Так вот, этот зять на содержании, реб Йоселе, литвак, носивший брюки поверх туфель[308], короткую капоту и крахмальный воротничок, и стал моим учителем. Матес своим рвением чуть не свел меня с ума. Кроме всего прочего, он принялся изучать со мной респонсы рабби Акивы Эйгера[309], трудные головоломные пассажи, слишком сложные для маленького мальчика. Он так измучил меня этими респонсами, что у меня начались головокружения. Мама, испугавшись за мое здоровье, убедила отца, чтобы я оставил занятия с Матесом и пошел учиться к Йоселе Ройзкесу.
Для меня это была счастливая пора. Йоселе подошел к делу легко. Он занимался недолго, а потом отдыхал. В перерыве между двумя листами Геморы ему с кухни богача приносили всякие вкусности, всевозможные варенья и печенья, которыми мой ребе меня угощал. Потом он располагался на диване, а я тем временем рассматривал все красоты богатого дома: вышивки на стенах, серебро в сервантах, резные львиные головы на дубовых шкафах, а больше всего — молодую жену, цветущую красавицу Гендл.
— Что ты так на меня смотришь, Йешеле? — спрашивала меня Гендл с усмешкой.
Я опускал глаза, стыдясь того, что меня поймали за руку.
Гендл заливалась смехом.
— Тебе милее смотреть на красивых женщин, чем в Гемору, Йешеле? — спрашивала она, ущипнув меня за щеку.
Я помню до сих пор прикосновение ее пальцев к моей пылающей щеке.

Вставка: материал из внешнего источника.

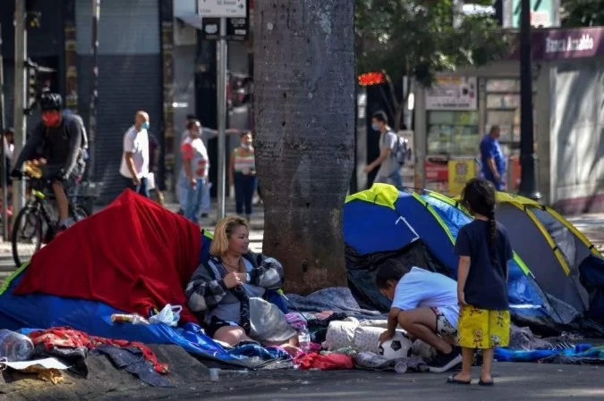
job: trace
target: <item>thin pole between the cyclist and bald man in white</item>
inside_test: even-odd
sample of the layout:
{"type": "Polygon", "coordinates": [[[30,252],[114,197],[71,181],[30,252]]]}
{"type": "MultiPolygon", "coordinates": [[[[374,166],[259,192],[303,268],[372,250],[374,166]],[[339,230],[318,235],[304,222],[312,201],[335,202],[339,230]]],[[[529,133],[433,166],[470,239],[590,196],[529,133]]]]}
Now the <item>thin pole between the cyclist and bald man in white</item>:
{"type": "Polygon", "coordinates": [[[97,99],[98,99],[98,20],[100,19],[100,0],[92,0],[92,82],[90,84],[89,109],[89,168],[88,179],[96,179],[97,162],[97,99]]]}

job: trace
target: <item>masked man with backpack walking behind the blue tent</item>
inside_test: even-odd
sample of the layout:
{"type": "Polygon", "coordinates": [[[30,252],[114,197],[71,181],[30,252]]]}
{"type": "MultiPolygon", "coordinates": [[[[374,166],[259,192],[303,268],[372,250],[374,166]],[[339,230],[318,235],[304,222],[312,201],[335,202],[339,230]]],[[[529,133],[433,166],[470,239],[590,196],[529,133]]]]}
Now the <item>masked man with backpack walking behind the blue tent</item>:
{"type": "Polygon", "coordinates": [[[396,133],[388,127],[388,118],[384,112],[376,112],[371,116],[371,128],[379,132],[379,156],[363,171],[370,173],[379,166],[378,175],[374,182],[392,184],[396,188],[403,187],[401,166],[395,158],[397,145],[396,133]]]}

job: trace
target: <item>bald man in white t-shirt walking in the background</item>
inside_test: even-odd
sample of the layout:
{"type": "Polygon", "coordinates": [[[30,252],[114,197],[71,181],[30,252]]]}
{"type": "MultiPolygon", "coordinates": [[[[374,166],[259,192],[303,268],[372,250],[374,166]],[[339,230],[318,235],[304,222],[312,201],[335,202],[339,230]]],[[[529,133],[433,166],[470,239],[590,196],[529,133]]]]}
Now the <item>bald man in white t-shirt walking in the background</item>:
{"type": "Polygon", "coordinates": [[[123,135],[123,157],[120,165],[125,187],[149,197],[149,114],[137,112],[134,125],[123,135]]]}

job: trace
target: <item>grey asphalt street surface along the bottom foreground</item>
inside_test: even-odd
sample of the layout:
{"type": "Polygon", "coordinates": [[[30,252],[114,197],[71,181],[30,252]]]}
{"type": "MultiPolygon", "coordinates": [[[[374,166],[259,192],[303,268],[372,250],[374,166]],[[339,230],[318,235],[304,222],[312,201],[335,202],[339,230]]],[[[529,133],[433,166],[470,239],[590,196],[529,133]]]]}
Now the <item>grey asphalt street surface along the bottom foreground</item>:
{"type": "MultiPolygon", "coordinates": [[[[604,367],[540,363],[495,363],[496,385],[482,388],[447,385],[447,374],[328,371],[221,373],[219,382],[201,382],[196,390],[155,390],[134,400],[183,401],[510,401],[601,400],[604,367]]],[[[478,371],[474,371],[478,375],[478,371]]],[[[448,373],[450,374],[450,373],[448,373]]],[[[142,396],[142,395],[140,395],[142,396]]],[[[109,398],[112,399],[112,398],[109,398]]],[[[116,398],[115,398],[116,399],[116,398]]],[[[132,399],[132,398],[129,398],[132,399]]]]}

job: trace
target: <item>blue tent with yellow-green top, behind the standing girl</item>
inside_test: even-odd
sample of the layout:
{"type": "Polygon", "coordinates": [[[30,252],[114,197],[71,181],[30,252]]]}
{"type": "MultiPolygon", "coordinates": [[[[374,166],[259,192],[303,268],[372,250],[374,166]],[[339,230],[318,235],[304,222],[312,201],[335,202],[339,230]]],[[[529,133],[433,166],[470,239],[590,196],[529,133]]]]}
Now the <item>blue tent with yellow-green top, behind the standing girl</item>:
{"type": "MultiPolygon", "coordinates": [[[[404,255],[414,243],[421,243],[422,252],[430,263],[415,264],[416,256],[407,263],[456,278],[455,238],[470,218],[443,199],[448,198],[398,191],[387,184],[375,184],[346,198],[344,237],[349,283],[355,289],[355,295],[375,294],[372,277],[379,264],[397,251],[404,255]]],[[[562,323],[531,272],[517,256],[510,263],[508,293],[516,322],[549,328],[562,323]]],[[[383,309],[383,298],[375,298],[378,301],[373,305],[383,309]]],[[[361,301],[367,302],[367,297],[362,297],[361,301]]]]}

При всей своей улыбчивости, она, кажется, не была счастлива. Она заботилась о своем Йоселе, подавала ему свежевыглаженные носовые платки, которыми он имел обыкновение протирать стекла очков в золоченой оправе. Она подносила ему вкусности и подкладывала под голову вышитые подушки всякий раз, когда он ложился на диван, гордилась тем, что он был весь из себя такой цирлих-манирлих, и тем, что он постоянно причесывался и прихорашивался. Все у Йоселе сияло: очки, золотая цепочка от часов, ботинки, крахмальный воротничок, шелковая ермолка, альпаговая[310], укороченная капота, подстриженные ногти и белоснежные женственные ручки. Таким же благородным и нежным, как его изнеженное тело, был его голосок, тонкий, вежливый и благородный. Он даже руки мыл душистым мылом, оставлявшим дразнящий аромат. Хасиды в бесмедреше морщили нос от этого гойского запаха. Да, это был не зять, а конфетка, этот Йоселе Ройзкес, но я заметил, что Гендл, сильная, полнокровная, веселая, смотрела на него, скорее, как на ребенка, а не как на мужа. У себя дома она привыкла к другим мужчинам. Ее братья — они учились у моего отца — Хаим и Гершл, оба были очень высокими, стройными, черноволосыми силачами, один в один. Ее отец, человек хоть и среднего роста, но коренастый, начал со сторожа на лесном складе и дорос до крупного лесоторговца.